Deník Marie Bashkirtseff

Je suis donc partie hier soir, ma tante qui m'avait vue triste de rester à Paris ne pleura pas craignant que je lui reproche de m'influencer en m'attendrissant mais elle a la mort dans l'âme et croit qu'elle ne me reverra jamais. La pauvre femme qui adore maman m'adore doublement à cause de cela et je suis aussi désagréable que possible. Je me demande même comment il est possible de récompenser si mal ce sublime dévouement mais ce me semble une chose dûe et puis... c'est elle n'a personne que moi et puis quand on aime quelqu'un c'est pour soi... Elle est habituée par grand-maman encore dès ma naissance à voir en moi l'idéal du monde entier, maintenant quoique je fasse elle n'a pour moi que soins et prévenances, je n'ai même pas à parler, elle guette mes fantaisies et cela d'autant plus que me sachant très malheureuse et malade [Mots noircis: elle n'y peut par contre]... que de ne pas me rendre la vie matérielle désagréable.
Je crois que l'état où je suis a enfin fait le miracle de leur faire comprendre à tous que mes recriminations n'étaient pas des caprices de petite fille gâtée. Cinq ou six ans de tracas, de chagrins, de secousses, d'humiliations, de larmes ont fait leur affaire, je suis atteinte et ma pauvre famille exagérant tout me croit presque perdue. Du reste j'ai toujours eu la consolation de voir les plus beaux fruits, les primeurs sur la table, mes plats favoris, chaque fois que j'ai eu un ennui ostensible. Ces soins-là peuvent paraître niais mais il y a là quelque chose de touchant. Et je ne puis paraître douce, la pauvre tante a remarqué sans que je souffle un mot que j'évite autant que possible tout visage humain, aussi ayant veillé à ce que le souper soit préparé elle s'esquive et me laisse seule avec un livre. Quand il y a trois, quatre personnes de la famille je les supporte et parle avec mais une seule c'est une intimité qui me gêne et je reste à bouder tout en me reprochant et d'être si peu tendre avec une femme aussi dévouée, aussi attachée, aussi vertueuse. Car on est très vertueux chez nous, ma pauvre tante sous ce rapport est un ange.
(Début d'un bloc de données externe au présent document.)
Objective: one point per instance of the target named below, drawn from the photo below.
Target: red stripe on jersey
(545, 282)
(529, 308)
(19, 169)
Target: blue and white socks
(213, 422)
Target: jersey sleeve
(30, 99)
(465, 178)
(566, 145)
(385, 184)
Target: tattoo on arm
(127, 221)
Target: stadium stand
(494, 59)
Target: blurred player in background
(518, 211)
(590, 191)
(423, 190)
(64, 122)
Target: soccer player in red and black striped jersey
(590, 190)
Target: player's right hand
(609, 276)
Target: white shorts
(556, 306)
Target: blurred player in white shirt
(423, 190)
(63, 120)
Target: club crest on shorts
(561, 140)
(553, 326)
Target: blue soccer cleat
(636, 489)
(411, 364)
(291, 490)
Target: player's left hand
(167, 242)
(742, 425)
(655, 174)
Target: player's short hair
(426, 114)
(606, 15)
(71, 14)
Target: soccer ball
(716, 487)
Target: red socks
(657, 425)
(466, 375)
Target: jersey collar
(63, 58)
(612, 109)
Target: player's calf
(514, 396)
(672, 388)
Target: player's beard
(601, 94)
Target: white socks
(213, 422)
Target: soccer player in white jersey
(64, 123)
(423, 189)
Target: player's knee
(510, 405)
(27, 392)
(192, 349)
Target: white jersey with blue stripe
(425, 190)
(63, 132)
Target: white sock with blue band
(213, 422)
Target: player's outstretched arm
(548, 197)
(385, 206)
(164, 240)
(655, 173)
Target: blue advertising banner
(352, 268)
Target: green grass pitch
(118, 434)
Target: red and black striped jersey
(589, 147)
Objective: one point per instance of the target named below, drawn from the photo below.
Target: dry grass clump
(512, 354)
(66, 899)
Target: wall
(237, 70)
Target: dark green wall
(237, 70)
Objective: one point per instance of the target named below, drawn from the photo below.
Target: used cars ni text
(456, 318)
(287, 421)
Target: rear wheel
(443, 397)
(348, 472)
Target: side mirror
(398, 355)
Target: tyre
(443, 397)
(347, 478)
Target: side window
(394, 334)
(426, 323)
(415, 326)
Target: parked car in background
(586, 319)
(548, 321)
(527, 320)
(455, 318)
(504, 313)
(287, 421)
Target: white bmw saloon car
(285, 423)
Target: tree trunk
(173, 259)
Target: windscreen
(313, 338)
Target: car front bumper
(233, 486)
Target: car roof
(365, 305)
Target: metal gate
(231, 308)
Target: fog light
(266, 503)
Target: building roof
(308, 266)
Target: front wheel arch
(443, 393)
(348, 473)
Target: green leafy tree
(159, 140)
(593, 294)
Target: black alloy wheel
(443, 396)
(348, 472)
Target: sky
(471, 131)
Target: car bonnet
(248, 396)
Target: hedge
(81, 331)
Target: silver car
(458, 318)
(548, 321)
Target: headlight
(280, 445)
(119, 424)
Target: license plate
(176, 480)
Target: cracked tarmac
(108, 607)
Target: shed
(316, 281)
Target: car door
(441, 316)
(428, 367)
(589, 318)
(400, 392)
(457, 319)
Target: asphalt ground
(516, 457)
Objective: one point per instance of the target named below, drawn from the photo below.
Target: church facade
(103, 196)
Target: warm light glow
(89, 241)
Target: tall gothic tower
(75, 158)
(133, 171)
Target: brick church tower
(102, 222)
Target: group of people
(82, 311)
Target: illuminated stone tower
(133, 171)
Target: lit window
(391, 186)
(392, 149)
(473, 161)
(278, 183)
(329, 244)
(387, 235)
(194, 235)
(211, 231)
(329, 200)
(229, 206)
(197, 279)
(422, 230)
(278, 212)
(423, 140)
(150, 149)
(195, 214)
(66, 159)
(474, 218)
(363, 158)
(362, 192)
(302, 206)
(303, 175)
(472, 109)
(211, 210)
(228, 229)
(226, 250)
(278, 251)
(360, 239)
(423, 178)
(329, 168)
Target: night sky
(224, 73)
Donc me voilà partie, Saint Amand est venu au dernier moment. La Brimont ne sait rien, j'ai passé la soirée de la veille avec elle, du reste ces derniers jours nous nous voyons tout le temps. Je suis allée chez Tony qui est très malade et auquel j'ai laissé une lettre de remerciements et chez Julian qui était sorti...
Il m'aurait peut-être fait changer d'avis et rester et j'avais besoin de changer... Depuis huit jours personne n'osait plus se regarder dans la famille de crainte de fondre en larmes et restée seule je pleurais tout le temps. Tout en sentant ce que c'était cruel pour ma tante... mais elle a dû pourtant voir que j'ai aussi pleuré quand il s'agissait de la quitter.
Elle croit que je ne l'aime pas du tout et quand je pense à la vie toute de sacrifices de cette héroïque créature je fonds en larmes, elle n'a même pas la consolation d'être aimée comme une bonne tante... pourtant je n'aime personne d'avantage.
Enfin je suis à Berlin, ma famille et Gabriel à la gare; nous dînons ensemble. Hier il a reçu ma famille avec des bouquets.
Le gentil garçon a perdu sa fleur, chaque fois que je le revois ça me fait cet effet...
Je vais faire un tableau là-bas... Oh ! ce Paris, ce tableau, Breslau, les Gavini et puis Mme de Peyronney, Mme Adam, les Krishaber etc... tout à... j'étais tombée dans un détraquement inexprimable.
Ce qui est le comble de l'horrible c'est mes oreilles... Je suis frappée là d'une façon épouvantable... Avec ma nature c'est ce qui pouvait arriver de plus cruel... Ainsi je crains tout ce que je désirais et c'est une situation affreuse. Maintenant que j'ai plus d'expérience, que je vais peut-être commencer à avoir du talent, que je sais mieux comment me tirer d'affaire... il me semble que le monde serait à moi si je pouvais entendre comme avant...
Et dans ma maladie cela arrive une fois sur mille à peine à ce que me dirent tous les médecins que j'ai consultés. "Rassurez-vous, vous ne deviendrez pas sourde à cause de votre larynx, ça arrive très rarement". Et justement c'est mon cas... Vous vous figurez tout ce qu'il me faut de dissimulation, de tension continuelle pour tâcher de cacher cette infirmité odieuse, j'y parviens avec ceux qui m'ont connue avant et qui me voient peu mais à l'atelier par exemple on le sent.
Et ce que ça enlève d'intelligence, comment être vive ou spirituelle ?! Ah ! tout est fini.